Chapter 1: Lists, Dictionaries, and HashSets in Depth
Theoretical Foundations
Theoretical Foundations: Hashing, Buckets, and Collision Resolution
In Book 2, we established that arrays and List<T> provide contiguous memory storage with \(O(1)\) access by index, but \(O(n)\) search time when looking for a specific value. This linear search becomes a bottleneck in AI applications where we might need to check if a token exists in a vocabulary of 50,000 entries. To bridge the gap from linear lists to the vector embeddings used in modern AI, we must first master hash-based data structures.
These structures utilize a mathematical transformation (hashing) to map data directly to a memory address, effectively bypassing the need for iteration in most cases.
The Real-World Analogy: The Library Index System
Imagine a physical library containing 100,000 books.
- List Approach: To find a specific book, you start at shelf 1, scan every book, move to shelf 2, and repeat. This is \(O(n)\).
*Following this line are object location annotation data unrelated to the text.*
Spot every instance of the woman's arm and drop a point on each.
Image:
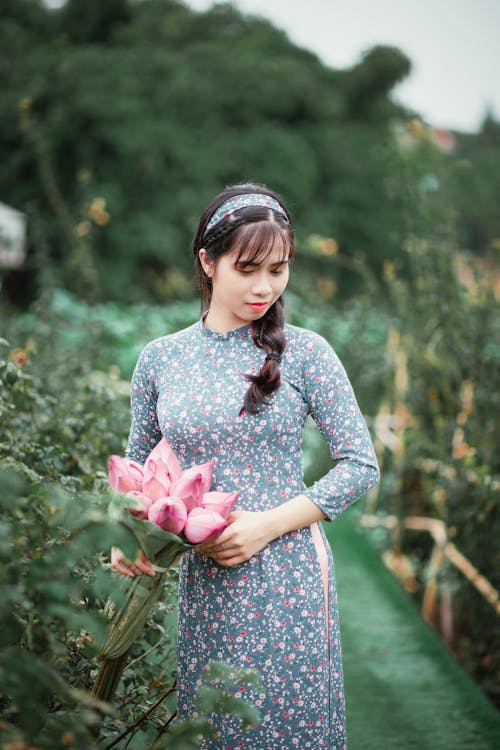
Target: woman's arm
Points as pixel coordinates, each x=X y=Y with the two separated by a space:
x=334 y=408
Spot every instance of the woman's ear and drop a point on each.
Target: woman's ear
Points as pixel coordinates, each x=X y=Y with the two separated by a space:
x=206 y=263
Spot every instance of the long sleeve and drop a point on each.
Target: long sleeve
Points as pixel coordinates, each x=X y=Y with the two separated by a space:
x=145 y=432
x=334 y=408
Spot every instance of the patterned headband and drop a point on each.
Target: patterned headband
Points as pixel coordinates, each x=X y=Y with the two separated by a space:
x=242 y=201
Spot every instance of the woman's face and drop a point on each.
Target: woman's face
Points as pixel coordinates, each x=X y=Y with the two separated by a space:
x=243 y=290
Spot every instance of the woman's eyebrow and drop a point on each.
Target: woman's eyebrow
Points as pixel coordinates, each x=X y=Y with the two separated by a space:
x=247 y=263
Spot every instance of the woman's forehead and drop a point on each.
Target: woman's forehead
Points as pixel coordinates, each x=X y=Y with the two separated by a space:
x=259 y=248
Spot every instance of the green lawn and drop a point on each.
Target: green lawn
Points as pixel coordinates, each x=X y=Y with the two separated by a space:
x=404 y=689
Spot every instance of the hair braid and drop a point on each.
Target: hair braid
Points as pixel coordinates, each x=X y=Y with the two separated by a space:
x=268 y=333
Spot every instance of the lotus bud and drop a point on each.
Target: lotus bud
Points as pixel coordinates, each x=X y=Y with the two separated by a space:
x=141 y=507
x=194 y=482
x=124 y=475
x=220 y=502
x=169 y=513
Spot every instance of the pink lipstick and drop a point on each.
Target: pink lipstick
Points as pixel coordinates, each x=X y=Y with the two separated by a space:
x=257 y=306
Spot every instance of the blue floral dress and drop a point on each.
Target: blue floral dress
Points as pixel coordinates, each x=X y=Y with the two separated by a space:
x=276 y=613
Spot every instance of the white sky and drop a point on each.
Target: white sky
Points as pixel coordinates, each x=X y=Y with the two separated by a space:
x=454 y=46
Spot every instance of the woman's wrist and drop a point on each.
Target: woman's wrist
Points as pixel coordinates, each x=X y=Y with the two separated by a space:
x=294 y=514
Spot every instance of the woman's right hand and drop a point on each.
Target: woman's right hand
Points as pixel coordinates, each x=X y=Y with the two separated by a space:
x=128 y=568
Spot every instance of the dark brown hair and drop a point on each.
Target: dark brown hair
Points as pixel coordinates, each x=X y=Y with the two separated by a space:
x=254 y=231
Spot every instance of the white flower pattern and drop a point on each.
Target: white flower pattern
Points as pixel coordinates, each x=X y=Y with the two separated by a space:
x=272 y=613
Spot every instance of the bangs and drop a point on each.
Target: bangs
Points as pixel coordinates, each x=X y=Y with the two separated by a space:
x=254 y=243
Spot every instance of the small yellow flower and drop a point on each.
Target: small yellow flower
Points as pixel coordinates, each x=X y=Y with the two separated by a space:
x=97 y=211
x=82 y=229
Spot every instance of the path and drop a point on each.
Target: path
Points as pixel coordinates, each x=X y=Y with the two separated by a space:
x=404 y=690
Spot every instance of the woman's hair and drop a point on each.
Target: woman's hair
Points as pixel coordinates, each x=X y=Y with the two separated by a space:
x=254 y=232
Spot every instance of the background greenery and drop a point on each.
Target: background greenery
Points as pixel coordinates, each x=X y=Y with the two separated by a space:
x=118 y=122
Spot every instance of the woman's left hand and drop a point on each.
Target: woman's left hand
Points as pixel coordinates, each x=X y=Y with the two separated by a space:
x=247 y=534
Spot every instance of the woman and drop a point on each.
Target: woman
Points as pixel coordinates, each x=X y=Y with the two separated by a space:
x=237 y=386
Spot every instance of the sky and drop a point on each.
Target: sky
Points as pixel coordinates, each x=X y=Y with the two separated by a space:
x=454 y=46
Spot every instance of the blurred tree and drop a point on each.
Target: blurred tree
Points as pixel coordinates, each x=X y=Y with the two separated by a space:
x=119 y=121
x=92 y=20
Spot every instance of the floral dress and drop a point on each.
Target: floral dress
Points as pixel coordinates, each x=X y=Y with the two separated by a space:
x=276 y=613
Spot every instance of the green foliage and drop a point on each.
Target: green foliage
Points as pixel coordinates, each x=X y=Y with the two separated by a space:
x=61 y=418
x=119 y=121
x=444 y=397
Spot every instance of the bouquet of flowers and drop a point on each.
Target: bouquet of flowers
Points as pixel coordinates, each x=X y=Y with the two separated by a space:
x=168 y=511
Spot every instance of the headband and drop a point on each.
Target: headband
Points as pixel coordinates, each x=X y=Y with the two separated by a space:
x=242 y=201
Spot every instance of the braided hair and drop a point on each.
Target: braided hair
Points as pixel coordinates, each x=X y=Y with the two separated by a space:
x=253 y=231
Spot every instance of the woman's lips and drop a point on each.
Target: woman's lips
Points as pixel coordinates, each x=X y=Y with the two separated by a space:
x=258 y=305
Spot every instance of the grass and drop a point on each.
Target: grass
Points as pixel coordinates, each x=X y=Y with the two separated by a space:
x=404 y=690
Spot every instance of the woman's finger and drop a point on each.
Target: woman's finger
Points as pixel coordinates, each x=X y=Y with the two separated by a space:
x=144 y=567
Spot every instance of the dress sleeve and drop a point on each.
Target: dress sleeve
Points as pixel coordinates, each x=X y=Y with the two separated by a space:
x=145 y=431
x=333 y=406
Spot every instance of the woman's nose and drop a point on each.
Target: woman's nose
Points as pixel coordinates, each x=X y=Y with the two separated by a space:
x=261 y=285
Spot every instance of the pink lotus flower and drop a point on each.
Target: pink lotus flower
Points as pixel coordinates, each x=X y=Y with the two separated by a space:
x=169 y=513
x=203 y=525
x=194 y=483
x=124 y=475
x=177 y=501
x=142 y=506
x=220 y=502
x=157 y=481
x=164 y=457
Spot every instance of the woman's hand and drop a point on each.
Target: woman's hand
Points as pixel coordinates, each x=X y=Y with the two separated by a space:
x=141 y=565
x=247 y=534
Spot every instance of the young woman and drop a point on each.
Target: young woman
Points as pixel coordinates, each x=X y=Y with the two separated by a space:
x=237 y=386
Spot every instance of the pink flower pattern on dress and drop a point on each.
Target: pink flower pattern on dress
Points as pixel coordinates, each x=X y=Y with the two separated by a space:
x=272 y=613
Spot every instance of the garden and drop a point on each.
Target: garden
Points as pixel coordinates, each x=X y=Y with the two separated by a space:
x=397 y=266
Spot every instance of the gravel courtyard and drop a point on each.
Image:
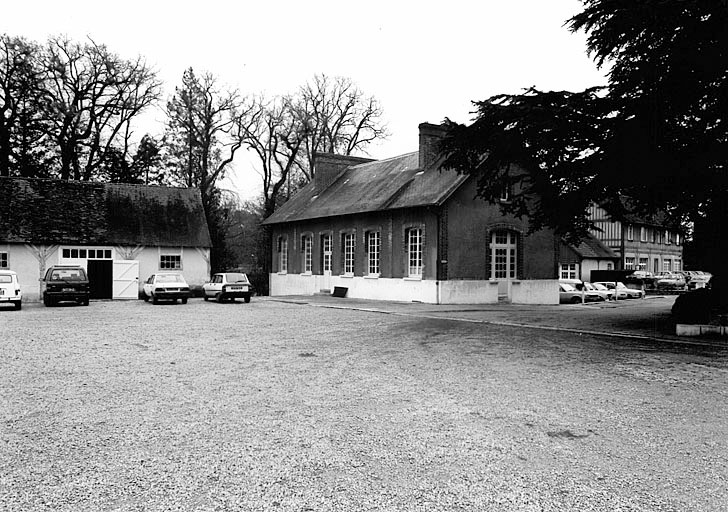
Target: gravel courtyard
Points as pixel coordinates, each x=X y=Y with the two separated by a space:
x=126 y=406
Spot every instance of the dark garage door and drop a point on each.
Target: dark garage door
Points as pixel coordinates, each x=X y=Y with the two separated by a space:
x=101 y=278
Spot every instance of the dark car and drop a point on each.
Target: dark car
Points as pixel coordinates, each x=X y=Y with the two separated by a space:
x=65 y=283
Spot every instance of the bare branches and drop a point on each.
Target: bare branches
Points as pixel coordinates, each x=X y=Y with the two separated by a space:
x=340 y=117
x=93 y=96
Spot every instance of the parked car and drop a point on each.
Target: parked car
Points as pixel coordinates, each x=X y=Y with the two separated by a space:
x=670 y=281
x=568 y=294
x=228 y=285
x=166 y=286
x=622 y=290
x=642 y=274
x=590 y=294
x=697 y=279
x=10 y=289
x=604 y=292
x=64 y=283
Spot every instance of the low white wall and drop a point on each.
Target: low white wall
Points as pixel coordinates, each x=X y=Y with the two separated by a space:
x=405 y=290
x=535 y=291
x=468 y=292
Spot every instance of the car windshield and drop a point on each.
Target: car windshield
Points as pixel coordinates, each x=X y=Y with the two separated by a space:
x=236 y=277
x=68 y=274
x=170 y=278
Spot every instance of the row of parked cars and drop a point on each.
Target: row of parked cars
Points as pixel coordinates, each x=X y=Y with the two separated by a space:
x=70 y=283
x=576 y=291
x=673 y=280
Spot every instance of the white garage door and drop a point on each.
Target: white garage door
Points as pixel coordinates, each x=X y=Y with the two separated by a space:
x=126 y=279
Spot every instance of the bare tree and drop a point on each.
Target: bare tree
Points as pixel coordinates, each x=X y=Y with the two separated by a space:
x=22 y=137
x=94 y=96
x=206 y=126
x=277 y=135
x=340 y=118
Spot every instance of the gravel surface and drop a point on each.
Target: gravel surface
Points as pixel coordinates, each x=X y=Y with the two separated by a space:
x=126 y=406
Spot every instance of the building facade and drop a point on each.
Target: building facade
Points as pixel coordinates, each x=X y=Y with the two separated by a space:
x=640 y=244
x=401 y=229
x=119 y=233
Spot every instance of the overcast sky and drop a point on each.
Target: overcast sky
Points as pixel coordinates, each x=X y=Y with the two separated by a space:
x=422 y=60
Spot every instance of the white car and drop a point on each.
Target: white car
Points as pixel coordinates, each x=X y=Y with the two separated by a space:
x=600 y=290
x=623 y=291
x=166 y=286
x=228 y=285
x=10 y=289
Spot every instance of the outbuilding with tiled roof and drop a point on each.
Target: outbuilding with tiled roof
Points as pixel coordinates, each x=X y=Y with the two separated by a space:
x=118 y=232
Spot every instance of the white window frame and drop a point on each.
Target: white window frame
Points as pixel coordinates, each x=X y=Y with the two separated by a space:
x=326 y=251
x=283 y=255
x=505 y=242
x=505 y=195
x=170 y=261
x=568 y=271
x=374 y=251
x=348 y=242
x=415 y=248
x=307 y=244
- Dictionary/Hashset Approach: You walk to the central index card catalog. You look up the book title (the "Key"), which directs you to a specific shelf and slot number (the "Hash"). You walk directly there. This is \(O(1)\) (average case).
The "Index Catalog" is the Buckets array. The "Title" is the Key. The process of converting the title to a shelf number is the Hash Function.
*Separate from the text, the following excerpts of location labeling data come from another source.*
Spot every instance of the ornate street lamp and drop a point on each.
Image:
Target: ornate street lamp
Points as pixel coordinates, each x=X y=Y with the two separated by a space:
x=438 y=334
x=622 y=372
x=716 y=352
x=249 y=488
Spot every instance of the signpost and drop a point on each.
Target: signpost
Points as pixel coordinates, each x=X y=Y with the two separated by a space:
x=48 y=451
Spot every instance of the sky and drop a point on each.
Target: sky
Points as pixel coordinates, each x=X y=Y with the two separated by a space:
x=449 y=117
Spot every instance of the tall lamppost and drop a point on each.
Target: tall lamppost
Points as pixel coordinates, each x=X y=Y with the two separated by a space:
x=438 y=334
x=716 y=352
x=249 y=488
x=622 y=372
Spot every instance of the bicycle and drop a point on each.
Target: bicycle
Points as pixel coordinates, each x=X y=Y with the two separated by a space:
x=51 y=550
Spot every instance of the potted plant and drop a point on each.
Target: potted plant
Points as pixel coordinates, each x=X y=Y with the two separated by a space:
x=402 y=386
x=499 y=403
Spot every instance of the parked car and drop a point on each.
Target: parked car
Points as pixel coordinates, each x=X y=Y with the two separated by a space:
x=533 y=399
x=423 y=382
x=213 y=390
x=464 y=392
1. The Hash Function: Mapping Data to Integers
At the core of Dictionary<TKey, TValue> and HashSet<T> lies the GetHashCode() method, defined by the object class and overridden by custom types.
A hash function takes an arbitrary amount of data (a string, an object, a number) and maps it to a fixed-size integer (a hash code).
Properties of a Good Hash Function:
- Deterministic: The same input must always produce the same output.
- Uniform Distribution: Inputs should map to hash codes as evenly as possible across the integer range to minimize collisions.
- Fast Computation: It must be calculated quickly.
How C# Uses Hash Codes:
When you insert an item into a HashSet<int> or Dictionary<string, int>, the collection does not store the item in the order of insertion. Instead, it calculates the hash code of the key, performs a modulo operation against the current internal array size, and places the item in that specific "bucket."
using System;
using System.Collections.Generic;
// Conceptual demonstration of how a bucket index is calculated
public class HashMechanism
{
public static int GetBucketIndex(int key, int bucketCount)
{
// In C#, the actual implementation uses bit masking for performance,
// but mathematically it is equivalent to modulo.
// % is the modulo operator.
return Math.Abs(key.GetHashCode()) % bucketCount;
}
}
2. Internal Mechanics: Buckets and Linked Lists
The internal structure of a Dictionary or HashSet is often visualized as an array of "buckets." However, a single bucket might contain multiple items. This leads us to the concept of Collisions.
Collision Resolution: Chaining
A collision occurs when two different keys produce the same hash code (or map to the same bucket index). Since the array size is finite, this is mathematically inevitable.
C# uses Chaining to resolve collisions. Each bucket in the internal array is not just a single slot for data; it is the head of a linked list. If two keys collide, the second item is appended to the linked list at that bucket.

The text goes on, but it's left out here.